Okay, I'll admit I didn't read all 3 pages of comments . . .
I'll just throw in that I too, do not have many if any close friends. 10 years ago I would have thought I was surrounded by close friends, BFF's, we would be friends FOREVER and into eternity! Ha. Become the center of a personal tragedy and you find out right-quick how good of friends you've really got.
I've tried being the "cruise director" as someone mentioned. I caught-on pretty fast that most people by now have all the friends they really want. I quit wasting my time.
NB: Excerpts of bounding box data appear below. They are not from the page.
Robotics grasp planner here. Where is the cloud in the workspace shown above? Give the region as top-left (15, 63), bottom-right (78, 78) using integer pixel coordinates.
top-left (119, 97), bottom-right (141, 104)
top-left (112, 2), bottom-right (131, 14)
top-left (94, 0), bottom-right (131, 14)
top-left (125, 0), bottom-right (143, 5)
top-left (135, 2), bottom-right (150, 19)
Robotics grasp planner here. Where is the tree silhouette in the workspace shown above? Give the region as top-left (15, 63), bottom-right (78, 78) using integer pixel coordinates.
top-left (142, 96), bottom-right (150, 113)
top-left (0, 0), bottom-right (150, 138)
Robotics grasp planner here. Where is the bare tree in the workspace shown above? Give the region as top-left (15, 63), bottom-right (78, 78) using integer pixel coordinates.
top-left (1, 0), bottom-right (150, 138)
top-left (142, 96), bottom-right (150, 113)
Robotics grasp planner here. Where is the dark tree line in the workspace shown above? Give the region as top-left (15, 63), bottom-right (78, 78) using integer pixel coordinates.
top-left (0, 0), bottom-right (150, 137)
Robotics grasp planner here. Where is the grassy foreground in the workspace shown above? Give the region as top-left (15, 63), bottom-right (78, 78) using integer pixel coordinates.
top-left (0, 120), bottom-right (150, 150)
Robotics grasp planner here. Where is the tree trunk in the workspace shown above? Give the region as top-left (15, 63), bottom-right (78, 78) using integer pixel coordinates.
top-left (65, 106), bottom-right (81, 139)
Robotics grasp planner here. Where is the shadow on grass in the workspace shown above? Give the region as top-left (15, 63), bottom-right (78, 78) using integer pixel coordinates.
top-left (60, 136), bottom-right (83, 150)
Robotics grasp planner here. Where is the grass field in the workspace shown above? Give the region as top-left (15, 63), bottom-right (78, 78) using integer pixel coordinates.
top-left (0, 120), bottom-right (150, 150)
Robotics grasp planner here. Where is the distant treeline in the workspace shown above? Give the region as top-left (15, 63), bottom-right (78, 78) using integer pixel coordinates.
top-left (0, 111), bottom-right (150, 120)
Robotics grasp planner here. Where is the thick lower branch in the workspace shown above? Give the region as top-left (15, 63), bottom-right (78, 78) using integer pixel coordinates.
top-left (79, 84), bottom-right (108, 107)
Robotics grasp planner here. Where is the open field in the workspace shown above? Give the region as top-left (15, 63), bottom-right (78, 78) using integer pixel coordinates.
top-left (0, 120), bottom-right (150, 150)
But, I stayed active and fairly social--showing up to rides and trying new things and going mountain biking, running, etc. Some people started emerge repeatedly and I guess I would call them friends. We are starting to travel with two other families on occasion. We met through biking and discovered we all have kids about a similar age and we all like to bike (even the wives!!!!!). I had to chuckle one night around the campfire when one of the couples started talking about how they don't have friends. lol. We are perfect for each other. Friends . . . . and it has nearly taken a decade.
Sorry this is such a long post but this is a topic that I struggle with. I had always been surrounded by a "strong" group of female friends. To find myself suddenly very alone was quite a shock. My mom has an amazing support group of women that she has been friends with for 40 years. I just assumed I would have that same kind of community around me. I didn't realize how rare and precious a gift that is.
Anyway, I would say, just give it time. It's kind of like dating. You have to put yourself out there. Find groups and classes that are doing things you are interested in--you'll starting meeting people with common interests.